Dass die Besprechung von Hedrens Memoiren im renommierten Magazin «Vanity Fair» den irgendwie optimistischen Titel «Was Tippi Hedren von Hitchcocks wiederholten Belästigungen lernte» trug, lässt ahnen: Es gab 2016 zwar endlich Aufmerksamkeit für sexuelle Gewalt in Hollywood, doch die Zeit war weiterhin nicht reif genug, um klar zu sehen, welche traumatischen Konsequenzen die Übergriffe für die Frauen und ihr Arbeitsleben hatten. Hedrens Karriere war nach ihrem zweiten Hitchcock-Film, «Marnie» (1964), faktisch zu Ende, sie hatte sich «freiwillig» aus Hollywood zurückgezogen.

2016, das war ein Jahr, bevor – getrennt geführte – Recherchen von «New York Times» und «New Yorker» die jahrzehntelangen Übergriffe des berühmten Filmproduzenten Harvey Weinstein auf unzählige Schauspielerinnen und Assistentinnen öffentlich machten; ein Jahr, bevor der bereits 2006 von der Afroamerikanerin Tarana Burke lancierte Slogan «Me too» um die Welt raste.

Auch «She Said», der neue Spielfilm von Maria Schrader über den Fall Weinstein, beginnt auf einem Filmset. Doch interessiert sich die Regisseurin und Schauspielerin Schrader weniger für die Frage, was das Filmumfeld offenbar so anfällig für Missbrauch macht. Vielmehr zeigt sie in ihrer Verfilmung des Sachbuchs der beiden Journalistinnen, die den Fall Weinstein in der «New York Times» als Erste publik machten, welche Widerstände sie bei ihrer aufwendigen Investigativarbeit überwinden mussten. Dieser Fokus hat den wichtigen Vorteil, dass «She Said» nie voyeuristisch ist. Unsere Aufmerksamkeit gehört ganz den Frauen – nicht nur Schauspielerinnen –, die sich sehr schwertun, den Journalistinnen von ihren Erfahrungen zu erzählen. «On the record» will zuerst sowieso keine reden. Ein anderes Problem, gegen das Jodi Kantor (Zoe Kazan) und Megan Twohey (Cary Mulligan) ankämpfen: Lange Zeit war nicht nur die Öffentlichkeit, sondern auch die Justiz latent bis eklatant täterfreundlich, rechtfertigen mussten sich stets die Opfer.
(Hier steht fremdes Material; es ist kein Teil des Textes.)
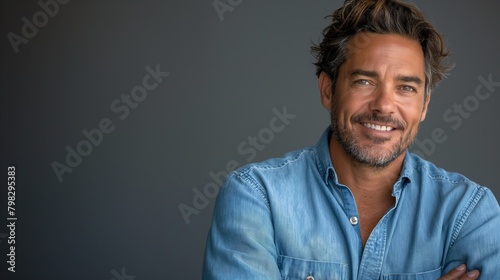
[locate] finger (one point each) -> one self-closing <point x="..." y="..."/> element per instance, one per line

Klar wird: Das «System Weinstein» operierte international. Der Produzent reiste zu Filmsets und Filmfestivals, besuchte Filialen seiner Produktionsfirma Miramax – und überall fiel er über Assistentinnen und Schauspielerinnen her, die er aufs Hotelzimmer zur Skriptdiskussion bat. Sehr viele wussten Bescheid – und schwiegen. Weinstein selber schüchterte seine Opfer grob ein.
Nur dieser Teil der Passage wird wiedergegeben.